I have changed the encoding of the page to iso-8859-1 it now functions correctly.
Which works - however I've tried it on other pages and they are still showing Chinese symbols - is this simply a problem with my host. I'm on a 14 day trial and am not impressed so far. Would you consider trying someone else?
BOM UTF-16 suggests you might have a Byte Order Mark on the front of your file.
You need to save the files UTF-8 without BOM and to do this you need an editor that gives that option.
Several editors are listed on Alan Wood’s Unicode Resources - Multilingual Editors [alanwood.net]. I'd recommend EmEditor having used it..
Some editors save as "UTF"=UTF-16 and not UTF-8. Wordpad on Windows 98 is one that does that.
I expect then data within the file is read as 16byte characters many of which are Chinese.
Alternatively, if you're not using characters outside iso-8859-1 you could simply save all your files as ASCII or iso-8859-1.
I use notepad. I've never had this problem before - why now?

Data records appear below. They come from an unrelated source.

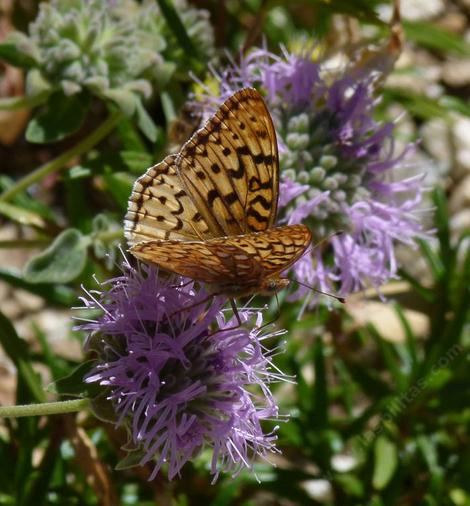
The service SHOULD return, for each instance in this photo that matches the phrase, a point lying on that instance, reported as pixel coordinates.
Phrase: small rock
(419, 10)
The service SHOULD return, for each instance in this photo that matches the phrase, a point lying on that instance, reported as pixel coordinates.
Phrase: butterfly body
(208, 212)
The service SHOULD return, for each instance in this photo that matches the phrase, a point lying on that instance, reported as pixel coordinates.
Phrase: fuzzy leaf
(63, 261)
(18, 50)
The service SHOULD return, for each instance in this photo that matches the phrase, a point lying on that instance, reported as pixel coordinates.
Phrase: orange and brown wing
(213, 264)
(159, 208)
(241, 261)
(274, 250)
(230, 167)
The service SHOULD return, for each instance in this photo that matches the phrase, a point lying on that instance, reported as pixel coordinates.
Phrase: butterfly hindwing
(242, 261)
(230, 166)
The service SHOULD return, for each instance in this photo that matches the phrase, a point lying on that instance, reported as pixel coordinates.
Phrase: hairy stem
(44, 408)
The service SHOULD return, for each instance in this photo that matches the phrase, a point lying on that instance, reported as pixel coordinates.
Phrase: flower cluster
(338, 166)
(108, 48)
(179, 376)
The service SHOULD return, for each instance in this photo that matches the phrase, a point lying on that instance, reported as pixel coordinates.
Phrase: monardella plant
(338, 166)
(179, 376)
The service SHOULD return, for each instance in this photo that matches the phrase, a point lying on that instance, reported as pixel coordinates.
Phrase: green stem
(58, 163)
(108, 236)
(44, 408)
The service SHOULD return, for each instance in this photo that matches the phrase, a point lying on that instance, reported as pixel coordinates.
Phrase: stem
(44, 408)
(108, 236)
(59, 162)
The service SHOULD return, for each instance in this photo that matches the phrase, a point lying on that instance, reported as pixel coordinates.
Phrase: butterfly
(208, 212)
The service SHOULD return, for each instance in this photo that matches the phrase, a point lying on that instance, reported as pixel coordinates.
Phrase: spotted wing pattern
(239, 263)
(159, 208)
(230, 167)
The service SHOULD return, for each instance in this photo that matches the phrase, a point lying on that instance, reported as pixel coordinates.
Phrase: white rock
(461, 138)
(343, 463)
(460, 198)
(320, 490)
(415, 10)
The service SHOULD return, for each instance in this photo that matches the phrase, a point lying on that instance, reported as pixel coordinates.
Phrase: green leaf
(126, 100)
(120, 186)
(18, 50)
(145, 122)
(137, 161)
(74, 385)
(177, 27)
(63, 261)
(132, 459)
(17, 350)
(61, 117)
(21, 215)
(59, 295)
(320, 391)
(386, 460)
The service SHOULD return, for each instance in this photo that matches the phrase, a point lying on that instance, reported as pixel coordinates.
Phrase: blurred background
(380, 410)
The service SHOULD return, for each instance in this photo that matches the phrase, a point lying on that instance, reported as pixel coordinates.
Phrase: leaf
(137, 161)
(433, 37)
(63, 261)
(74, 385)
(120, 186)
(59, 295)
(16, 349)
(126, 100)
(320, 391)
(18, 50)
(21, 215)
(177, 27)
(386, 460)
(145, 122)
(61, 117)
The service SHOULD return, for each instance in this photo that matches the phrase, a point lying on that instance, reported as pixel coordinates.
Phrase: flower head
(179, 376)
(338, 166)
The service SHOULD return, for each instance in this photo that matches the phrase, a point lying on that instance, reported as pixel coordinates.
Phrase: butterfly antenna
(327, 239)
(339, 299)
(235, 312)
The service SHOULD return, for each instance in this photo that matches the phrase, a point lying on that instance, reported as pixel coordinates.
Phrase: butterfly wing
(274, 250)
(230, 167)
(159, 208)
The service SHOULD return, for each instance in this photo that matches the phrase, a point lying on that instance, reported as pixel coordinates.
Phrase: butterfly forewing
(159, 208)
(230, 166)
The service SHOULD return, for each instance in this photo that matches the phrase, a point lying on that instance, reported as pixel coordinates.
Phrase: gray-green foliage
(120, 51)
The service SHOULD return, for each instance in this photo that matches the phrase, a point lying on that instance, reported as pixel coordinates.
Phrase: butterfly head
(270, 286)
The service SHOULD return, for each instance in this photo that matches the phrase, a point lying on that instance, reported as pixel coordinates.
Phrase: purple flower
(179, 375)
(338, 166)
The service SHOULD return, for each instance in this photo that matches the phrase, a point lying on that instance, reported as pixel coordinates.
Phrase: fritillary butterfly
(208, 212)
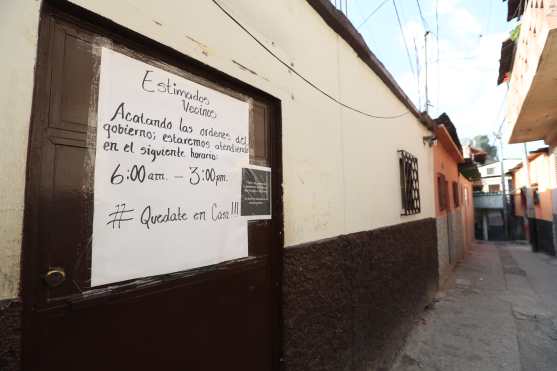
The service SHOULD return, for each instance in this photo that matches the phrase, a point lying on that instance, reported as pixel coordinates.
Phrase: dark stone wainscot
(10, 335)
(350, 301)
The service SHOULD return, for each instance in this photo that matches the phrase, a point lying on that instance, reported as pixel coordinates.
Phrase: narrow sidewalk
(497, 314)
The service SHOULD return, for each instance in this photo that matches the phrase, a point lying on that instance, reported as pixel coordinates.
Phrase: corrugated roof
(506, 61)
(445, 120)
(515, 8)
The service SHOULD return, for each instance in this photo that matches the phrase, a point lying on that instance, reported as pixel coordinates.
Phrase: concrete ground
(499, 312)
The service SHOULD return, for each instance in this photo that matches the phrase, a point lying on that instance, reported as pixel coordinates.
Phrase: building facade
(532, 102)
(335, 251)
(453, 202)
(536, 186)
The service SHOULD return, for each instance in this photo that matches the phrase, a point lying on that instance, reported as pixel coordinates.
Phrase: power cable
(307, 81)
(372, 13)
(437, 45)
(403, 38)
(424, 22)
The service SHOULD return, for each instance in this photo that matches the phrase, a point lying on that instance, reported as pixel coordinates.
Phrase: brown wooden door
(221, 317)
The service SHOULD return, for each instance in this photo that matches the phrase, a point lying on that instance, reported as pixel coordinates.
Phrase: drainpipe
(526, 167)
(503, 188)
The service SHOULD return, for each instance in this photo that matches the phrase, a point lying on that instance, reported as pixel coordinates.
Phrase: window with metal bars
(456, 198)
(442, 192)
(409, 185)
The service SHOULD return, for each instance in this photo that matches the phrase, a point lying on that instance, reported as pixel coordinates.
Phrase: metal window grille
(456, 198)
(409, 185)
(442, 192)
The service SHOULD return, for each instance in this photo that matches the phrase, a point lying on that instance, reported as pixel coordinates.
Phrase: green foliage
(515, 33)
(482, 142)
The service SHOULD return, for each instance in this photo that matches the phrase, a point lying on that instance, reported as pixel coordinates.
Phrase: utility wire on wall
(307, 81)
(438, 59)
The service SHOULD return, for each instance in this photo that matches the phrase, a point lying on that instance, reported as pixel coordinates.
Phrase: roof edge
(339, 23)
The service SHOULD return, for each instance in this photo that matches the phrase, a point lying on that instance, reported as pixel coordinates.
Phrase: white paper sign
(168, 173)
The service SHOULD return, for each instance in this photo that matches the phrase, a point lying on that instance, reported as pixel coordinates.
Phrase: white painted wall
(18, 46)
(340, 168)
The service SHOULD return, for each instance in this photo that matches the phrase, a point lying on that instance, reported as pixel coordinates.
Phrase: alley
(498, 313)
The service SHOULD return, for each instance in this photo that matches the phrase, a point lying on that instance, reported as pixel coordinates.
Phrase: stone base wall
(457, 235)
(10, 335)
(349, 302)
(443, 248)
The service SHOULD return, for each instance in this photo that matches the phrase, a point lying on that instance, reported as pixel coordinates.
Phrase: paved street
(499, 312)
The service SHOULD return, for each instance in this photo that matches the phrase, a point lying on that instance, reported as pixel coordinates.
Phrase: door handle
(55, 277)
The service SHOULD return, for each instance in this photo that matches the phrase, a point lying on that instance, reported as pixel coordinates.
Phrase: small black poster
(256, 192)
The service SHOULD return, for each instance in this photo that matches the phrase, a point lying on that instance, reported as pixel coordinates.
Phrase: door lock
(55, 277)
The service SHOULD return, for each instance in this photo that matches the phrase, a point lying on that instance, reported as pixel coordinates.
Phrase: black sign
(256, 192)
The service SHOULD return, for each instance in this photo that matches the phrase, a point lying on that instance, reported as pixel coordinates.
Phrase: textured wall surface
(349, 301)
(443, 248)
(457, 235)
(18, 34)
(10, 335)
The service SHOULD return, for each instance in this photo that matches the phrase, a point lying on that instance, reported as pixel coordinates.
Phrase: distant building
(490, 176)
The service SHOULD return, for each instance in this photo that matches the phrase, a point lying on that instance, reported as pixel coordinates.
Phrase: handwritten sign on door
(168, 173)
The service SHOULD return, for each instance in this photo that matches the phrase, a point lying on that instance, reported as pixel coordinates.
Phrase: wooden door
(220, 317)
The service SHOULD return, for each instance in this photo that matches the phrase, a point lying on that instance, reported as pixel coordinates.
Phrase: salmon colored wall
(467, 204)
(540, 174)
(444, 163)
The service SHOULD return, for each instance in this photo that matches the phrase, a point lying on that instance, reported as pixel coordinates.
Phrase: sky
(463, 52)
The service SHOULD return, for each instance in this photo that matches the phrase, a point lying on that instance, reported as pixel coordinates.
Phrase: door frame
(33, 254)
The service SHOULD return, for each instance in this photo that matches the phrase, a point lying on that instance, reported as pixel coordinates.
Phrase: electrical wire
(424, 22)
(372, 13)
(437, 45)
(307, 81)
(404, 38)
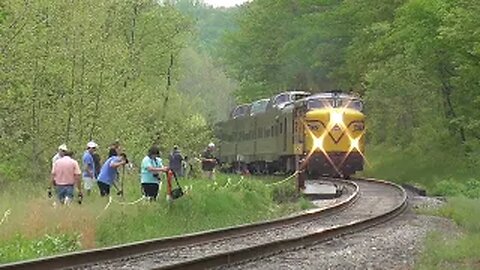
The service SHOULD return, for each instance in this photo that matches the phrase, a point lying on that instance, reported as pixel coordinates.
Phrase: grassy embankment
(442, 174)
(35, 228)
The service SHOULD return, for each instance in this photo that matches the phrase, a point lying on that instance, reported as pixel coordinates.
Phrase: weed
(45, 230)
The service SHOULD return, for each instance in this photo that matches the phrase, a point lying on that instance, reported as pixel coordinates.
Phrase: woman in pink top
(65, 174)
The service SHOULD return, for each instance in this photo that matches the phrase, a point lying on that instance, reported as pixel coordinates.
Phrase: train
(322, 134)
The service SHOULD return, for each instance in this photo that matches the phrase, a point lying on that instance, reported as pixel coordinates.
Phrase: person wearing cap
(65, 174)
(108, 172)
(150, 171)
(88, 175)
(61, 152)
(209, 162)
(176, 161)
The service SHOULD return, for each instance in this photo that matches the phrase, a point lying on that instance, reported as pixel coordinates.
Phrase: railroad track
(368, 202)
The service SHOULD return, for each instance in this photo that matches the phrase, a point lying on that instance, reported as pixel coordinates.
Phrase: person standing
(108, 173)
(114, 149)
(61, 152)
(151, 168)
(65, 174)
(97, 161)
(176, 161)
(88, 166)
(209, 162)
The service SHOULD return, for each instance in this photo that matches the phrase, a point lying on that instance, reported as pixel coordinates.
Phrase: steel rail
(77, 259)
(273, 247)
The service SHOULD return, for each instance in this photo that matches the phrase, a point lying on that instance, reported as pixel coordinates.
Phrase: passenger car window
(319, 103)
(259, 106)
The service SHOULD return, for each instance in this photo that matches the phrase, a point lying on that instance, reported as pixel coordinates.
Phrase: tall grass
(447, 252)
(443, 172)
(36, 228)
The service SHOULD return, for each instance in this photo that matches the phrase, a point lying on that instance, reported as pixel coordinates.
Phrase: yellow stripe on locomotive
(334, 140)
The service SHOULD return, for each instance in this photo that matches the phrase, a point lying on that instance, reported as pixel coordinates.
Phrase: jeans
(64, 192)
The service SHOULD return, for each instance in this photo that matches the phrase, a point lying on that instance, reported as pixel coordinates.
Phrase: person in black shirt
(209, 162)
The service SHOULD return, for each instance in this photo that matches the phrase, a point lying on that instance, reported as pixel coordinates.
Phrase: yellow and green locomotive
(322, 133)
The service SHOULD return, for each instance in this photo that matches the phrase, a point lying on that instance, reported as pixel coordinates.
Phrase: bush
(448, 188)
(455, 253)
(19, 247)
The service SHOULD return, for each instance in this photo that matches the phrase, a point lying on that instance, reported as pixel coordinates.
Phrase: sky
(224, 3)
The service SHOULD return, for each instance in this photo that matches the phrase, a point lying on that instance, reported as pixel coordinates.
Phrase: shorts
(64, 192)
(88, 183)
(150, 190)
(104, 188)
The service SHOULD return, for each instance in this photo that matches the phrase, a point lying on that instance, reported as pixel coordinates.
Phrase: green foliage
(448, 188)
(45, 230)
(21, 248)
(81, 70)
(459, 252)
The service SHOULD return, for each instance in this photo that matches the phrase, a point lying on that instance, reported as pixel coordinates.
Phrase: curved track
(368, 202)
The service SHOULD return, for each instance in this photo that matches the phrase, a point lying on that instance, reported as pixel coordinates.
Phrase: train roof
(332, 95)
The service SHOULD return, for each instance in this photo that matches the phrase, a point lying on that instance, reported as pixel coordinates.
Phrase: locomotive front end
(334, 131)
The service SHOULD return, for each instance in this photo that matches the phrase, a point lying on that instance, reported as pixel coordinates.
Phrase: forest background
(164, 72)
(144, 72)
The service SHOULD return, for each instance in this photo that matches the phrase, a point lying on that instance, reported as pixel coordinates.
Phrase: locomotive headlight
(355, 144)
(318, 143)
(336, 118)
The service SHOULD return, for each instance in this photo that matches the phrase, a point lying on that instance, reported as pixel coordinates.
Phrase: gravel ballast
(394, 245)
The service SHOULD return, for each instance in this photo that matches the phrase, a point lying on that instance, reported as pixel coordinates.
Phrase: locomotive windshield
(240, 111)
(320, 103)
(259, 106)
(335, 103)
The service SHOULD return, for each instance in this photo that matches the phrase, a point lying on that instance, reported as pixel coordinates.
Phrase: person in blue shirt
(88, 167)
(108, 173)
(150, 171)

Check the encoding you are saving as. Notepad offers several flavours ANSI, Unicode, Unicode big endian and UTF-8. Maybe the default changed from ANSI to Unicode big endian?
It is not a problem with your host, it is a problem with your source code.
I don't see what the fuss about? change every page to reflect the correct encoding and thats it done.
If you ask me the host has been kind enough to locate the problem and tell you exactly where you have gone wrong.
Thanks for all your help. Got it now - was saving the file in notepad incorrectly.